The receptor for the heat-stable enterotoxin (ST) from Escherichia coli was solubilized with Lubrol-PX from rat intestinal brush-border membranes and characterized. The binding kinetics and analog specificity of the solubilized receptor were virtually identical to those obtained with the membrane-bound receptor. Furthermore, the regulation of the receptor's affinity by cations was also maintained after solubilization, indicating a conservation of the toxin-binding site after removal of the receptor from its membrane environment. Gel filtration and sucrose density gradient sedimentation studies gave a Stokes radius of 5.5 nm and a sedimentation coefficient of 7.0 S for the solubilized receptor. The isoelectric point of the receptor was determined as 5.5 using Sephadex isoelectric focusing electrophoresis. In all of these separation techniques, the ST receptor showed a single peak of activity that was clearly separated from that of guanylate cyclase. When 125I-ST was cross-linked to brush-border membranes with disuccinimidyl suberate, the affinity-labeled receptor solubilized with 0.1% Lubrol-PX eluted at a similar position as the native receptor on gel filtration chromatography. Analysis of the affinity-labeled receptor by sodium dodecyl sulfate-polyacrylamide gel electrophoresis in the presence of reducing agent and by autoradiography revealed the presence of three specifically labeled polypeptides with apparent molecular weights of 80,000, 68,000, and 60,000. These results suggest that the ST receptor is solubilized by Lubrol-PX in an active form with preservation of its regulation by cations. Also, the ST receptor is separable from particulate guanylate cyclase indicating that the receptor is coupled to the activation of guanylate cyclase by an as yet undefined mechanism. Three subunit peptides may constitute a binding region of the receptor.

Intestinal receptor for heat-stable enterotoxin of Escherichia coli is tightly coupled to a novel form of particulate guanylate cyclase.

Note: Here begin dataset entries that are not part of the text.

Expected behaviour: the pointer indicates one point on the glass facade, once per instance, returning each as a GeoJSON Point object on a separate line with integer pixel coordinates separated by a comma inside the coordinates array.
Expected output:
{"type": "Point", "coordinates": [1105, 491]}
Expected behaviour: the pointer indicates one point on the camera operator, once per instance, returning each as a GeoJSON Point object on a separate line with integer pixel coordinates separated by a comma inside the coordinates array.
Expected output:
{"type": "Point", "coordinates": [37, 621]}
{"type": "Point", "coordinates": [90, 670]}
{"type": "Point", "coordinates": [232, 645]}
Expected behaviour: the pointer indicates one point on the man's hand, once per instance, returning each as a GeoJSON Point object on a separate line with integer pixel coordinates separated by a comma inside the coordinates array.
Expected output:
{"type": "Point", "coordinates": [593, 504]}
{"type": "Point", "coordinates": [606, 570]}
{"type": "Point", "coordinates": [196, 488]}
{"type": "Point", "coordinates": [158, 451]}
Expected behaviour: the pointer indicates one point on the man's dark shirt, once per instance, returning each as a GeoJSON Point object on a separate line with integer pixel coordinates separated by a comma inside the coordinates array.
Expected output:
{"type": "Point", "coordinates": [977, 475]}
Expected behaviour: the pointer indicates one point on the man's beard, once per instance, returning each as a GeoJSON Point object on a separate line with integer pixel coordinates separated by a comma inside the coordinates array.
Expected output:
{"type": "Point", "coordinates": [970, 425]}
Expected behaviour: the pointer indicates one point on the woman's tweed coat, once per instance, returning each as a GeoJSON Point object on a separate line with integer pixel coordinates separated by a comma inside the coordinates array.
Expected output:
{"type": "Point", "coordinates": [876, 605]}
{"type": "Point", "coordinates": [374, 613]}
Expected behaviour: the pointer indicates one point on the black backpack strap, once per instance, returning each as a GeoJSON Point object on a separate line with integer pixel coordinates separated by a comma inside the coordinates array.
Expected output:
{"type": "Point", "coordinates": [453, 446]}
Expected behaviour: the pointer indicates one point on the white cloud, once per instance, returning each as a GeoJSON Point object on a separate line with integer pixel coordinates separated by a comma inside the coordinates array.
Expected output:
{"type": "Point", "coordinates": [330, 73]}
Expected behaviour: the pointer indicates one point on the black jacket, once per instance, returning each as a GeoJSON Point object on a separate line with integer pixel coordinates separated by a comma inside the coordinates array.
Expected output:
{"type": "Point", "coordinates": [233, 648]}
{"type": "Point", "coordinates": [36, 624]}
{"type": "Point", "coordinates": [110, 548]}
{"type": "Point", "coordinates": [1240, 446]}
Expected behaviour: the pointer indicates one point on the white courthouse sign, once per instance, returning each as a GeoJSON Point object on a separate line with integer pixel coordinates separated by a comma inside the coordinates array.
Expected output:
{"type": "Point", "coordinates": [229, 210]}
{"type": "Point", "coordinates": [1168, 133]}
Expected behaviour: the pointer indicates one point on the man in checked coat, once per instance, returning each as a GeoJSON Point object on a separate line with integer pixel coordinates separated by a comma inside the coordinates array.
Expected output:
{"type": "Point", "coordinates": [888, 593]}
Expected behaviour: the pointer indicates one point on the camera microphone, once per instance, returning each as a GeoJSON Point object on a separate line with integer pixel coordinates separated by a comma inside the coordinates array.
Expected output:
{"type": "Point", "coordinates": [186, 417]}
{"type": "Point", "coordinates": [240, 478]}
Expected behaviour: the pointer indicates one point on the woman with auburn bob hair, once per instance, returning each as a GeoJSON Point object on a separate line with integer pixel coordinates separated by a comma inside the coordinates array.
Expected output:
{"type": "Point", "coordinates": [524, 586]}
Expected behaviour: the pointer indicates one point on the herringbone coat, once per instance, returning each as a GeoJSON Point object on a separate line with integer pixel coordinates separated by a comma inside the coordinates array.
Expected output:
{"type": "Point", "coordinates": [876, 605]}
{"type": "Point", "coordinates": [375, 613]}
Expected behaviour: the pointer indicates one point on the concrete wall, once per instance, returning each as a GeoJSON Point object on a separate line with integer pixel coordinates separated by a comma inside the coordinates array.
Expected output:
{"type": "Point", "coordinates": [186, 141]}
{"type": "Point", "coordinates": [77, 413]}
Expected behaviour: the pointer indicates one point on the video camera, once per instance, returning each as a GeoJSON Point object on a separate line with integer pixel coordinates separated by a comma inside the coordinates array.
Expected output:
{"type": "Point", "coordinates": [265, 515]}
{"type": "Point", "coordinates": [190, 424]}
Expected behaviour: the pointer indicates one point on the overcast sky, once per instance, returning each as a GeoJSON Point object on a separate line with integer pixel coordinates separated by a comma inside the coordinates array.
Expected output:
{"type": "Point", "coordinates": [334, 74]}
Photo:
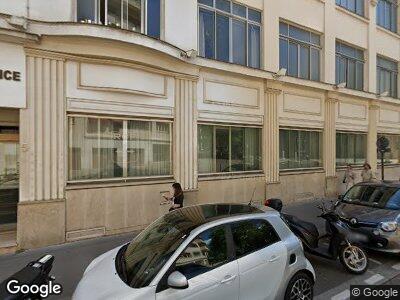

A novel form of particulate guanylate cyclase tightly coupled by cytoskeletal components to receptors for heat-stable enterotoxin (ST) produced by Escherichia coli can be found in membranes from rat intestinal mucosa. Intestinal particulate guanylate cyclase was resistant to solubilization with detergent alone, with only 30% of the total enzyme activity being extracted with Lubrol-PX. Under similar conditions, 70% of this enzyme was solubilized from rat lung membranes. The addition of high concentrations of sodium chloride to the extraction buffer resulted in greater solubilization of particulate guanylate cyclase from intestinal membranes. Although extraction of intestinal membranes with detergent and salt resulted in greater solubilization of guanylate cyclase, a small fraction of the enzyme activity remained associated with the particulate fraction. This activity was completely resistant to solubilization with a variety of detergents and chaotropes. Particulate guanylate cyclase and the ST receptor solubilized by detergent retained their abilities to produce cyclic GMP and bind ST, respectively. However, ST failed to activate particulate guanylate cyclase in detergent extracts. In contrast, guanylate cyclase resistant to solubilization remained functional and coupled to the ST receptor since enzyme activation by ST was unaffected by various extraction procedures. The possibility that the ST receptor and particulate guanylate cyclase were the same molecule was explored. ST binding and cyclic GMP production were separated by affinity chromatography on GTP-agarose. Similarly, guanylate cyclase migrated as a 300,000-dalton protein, while the ST receptor migrated as a 240,000-dalton protein on gel filtration chromatography. Also, thiol-reactive agents such as cystamine and N-ethylmaleimide inhibited guanylate cyclase activation by ST, with no effect on receptor binding of ST. These data suggest that guanylate cyclase and the ST receptor are independent proteins coupled by cytoskeletal components in membranes of intestinal mucosa.